Bonner MVA

Zahlen, Daten und Fakten zur Müllverbrennungsanlage

Die Bonner Müllverbrennungsanlage mit ihrem fast 100 Meter hohen Schlot wurde am 5. Mai 1992 in Betrieb genommen, fast vier Jahre nach dem ersten Spatenstich und unter Protesten einer Bürgerinitiative. Die Kritiker verloren zwar den Prozess, setzten aber den Bau eines modernen Dioxinfilters und einer Entstickungsanlage durch. 295 Millionen Mark hat die Anlage damals gekostet, davon entfielen allein 146 Millionen auf die Rauchgasreinigung.
35 Meter hoch ist der Müllbunker, rechts die Einfüllstutzen, an denen abgekippt wird.

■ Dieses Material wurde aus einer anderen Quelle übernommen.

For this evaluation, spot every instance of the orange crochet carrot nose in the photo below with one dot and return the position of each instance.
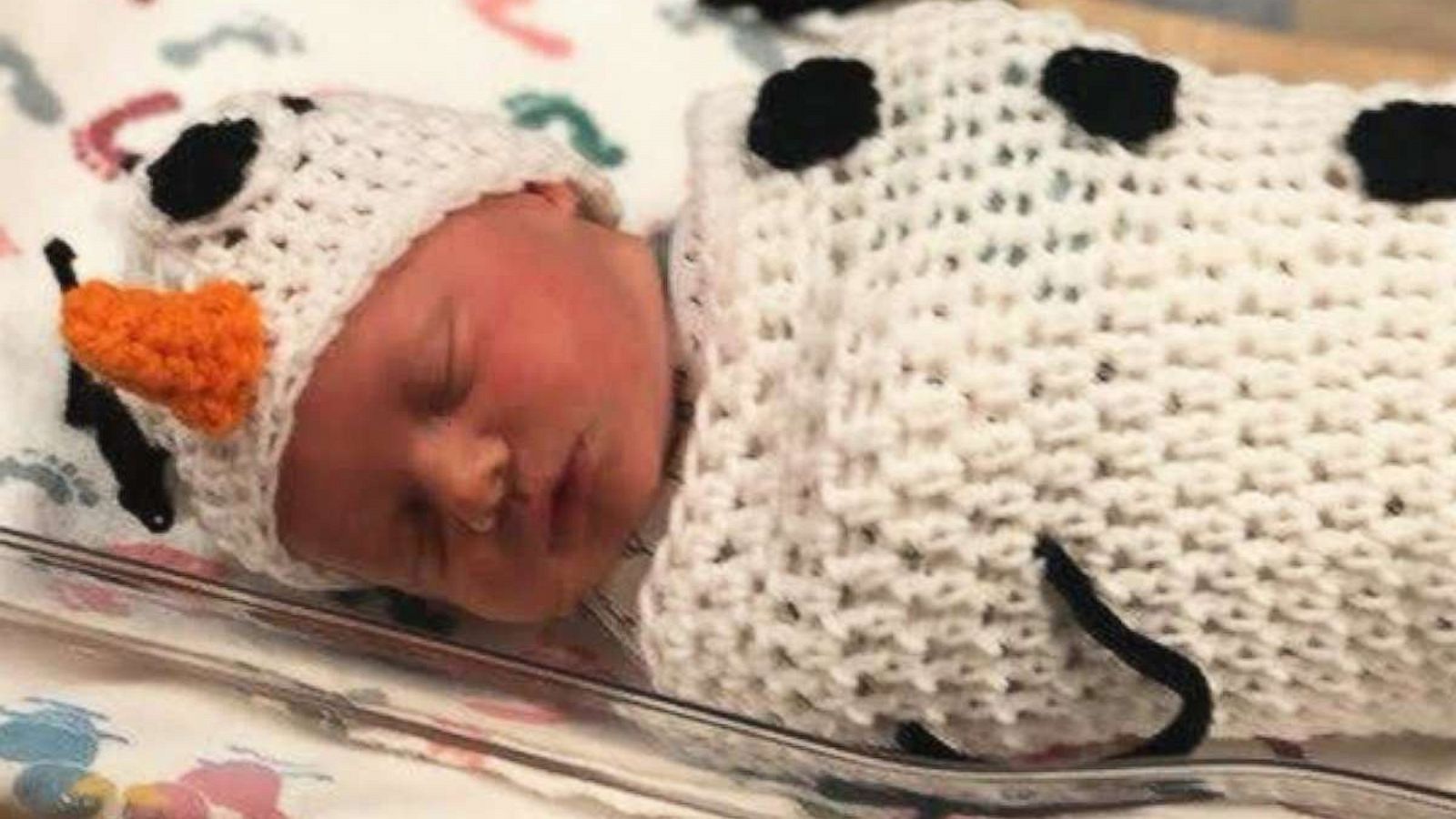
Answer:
(197, 353)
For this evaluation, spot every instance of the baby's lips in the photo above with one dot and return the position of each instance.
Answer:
(198, 353)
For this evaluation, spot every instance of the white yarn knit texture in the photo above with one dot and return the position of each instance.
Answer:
(1213, 368)
(334, 197)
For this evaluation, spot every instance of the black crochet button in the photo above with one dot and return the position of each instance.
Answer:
(1407, 152)
(298, 104)
(204, 167)
(815, 111)
(1110, 94)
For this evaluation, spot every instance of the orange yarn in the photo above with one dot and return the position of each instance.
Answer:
(198, 353)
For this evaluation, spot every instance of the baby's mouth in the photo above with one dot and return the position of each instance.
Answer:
(553, 513)
(568, 496)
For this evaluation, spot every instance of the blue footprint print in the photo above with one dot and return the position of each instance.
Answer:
(57, 743)
(60, 480)
(266, 34)
(31, 94)
(531, 109)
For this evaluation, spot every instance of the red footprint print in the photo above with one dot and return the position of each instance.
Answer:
(95, 142)
(497, 15)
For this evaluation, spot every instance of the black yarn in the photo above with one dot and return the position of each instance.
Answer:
(298, 104)
(138, 467)
(204, 167)
(402, 610)
(779, 11)
(819, 109)
(62, 259)
(1148, 658)
(1114, 95)
(1407, 152)
(915, 738)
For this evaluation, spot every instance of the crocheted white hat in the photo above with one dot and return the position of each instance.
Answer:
(262, 225)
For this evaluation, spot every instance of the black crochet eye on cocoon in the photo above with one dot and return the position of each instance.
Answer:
(1114, 95)
(1407, 152)
(204, 167)
(298, 106)
(819, 109)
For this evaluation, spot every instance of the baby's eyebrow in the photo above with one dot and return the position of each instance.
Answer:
(417, 360)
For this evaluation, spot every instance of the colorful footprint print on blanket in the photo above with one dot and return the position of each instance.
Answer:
(533, 109)
(497, 14)
(267, 35)
(753, 36)
(248, 784)
(60, 480)
(95, 143)
(55, 743)
(31, 94)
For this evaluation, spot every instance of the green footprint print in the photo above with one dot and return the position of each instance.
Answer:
(60, 480)
(536, 111)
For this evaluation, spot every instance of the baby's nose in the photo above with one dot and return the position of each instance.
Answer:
(470, 480)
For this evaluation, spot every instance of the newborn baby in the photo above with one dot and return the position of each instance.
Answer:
(1031, 379)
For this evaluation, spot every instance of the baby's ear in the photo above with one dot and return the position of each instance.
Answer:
(560, 196)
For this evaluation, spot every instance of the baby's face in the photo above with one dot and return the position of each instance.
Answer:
(490, 424)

Foto: SWB

Die Baufirma Von Roll aus Zürich geriet zehn Jahre später in den Strudel der Korruptionsaffäre um den Ex-Stadtwerke-Chef und späteren CDU-Fraktionschef Reiner Schreiber, dem Korruption im Fall des Kraftwerks-Neubaus an der Karlstraße vorgeworfen wurde. Schreiber wurde Bestechlichkeit im besonders schweren Fall, Vorteilsannahme und die Hinterziehung von Steuern in Höhe von 470 000 Euro zur Last gelegt. Er soll im Zusammenhang mit der Modernisierung des Bonner Heizkraftwerks Nord knapp 1,5 Millionen Mark Schmiergeld in bar kassiert haben.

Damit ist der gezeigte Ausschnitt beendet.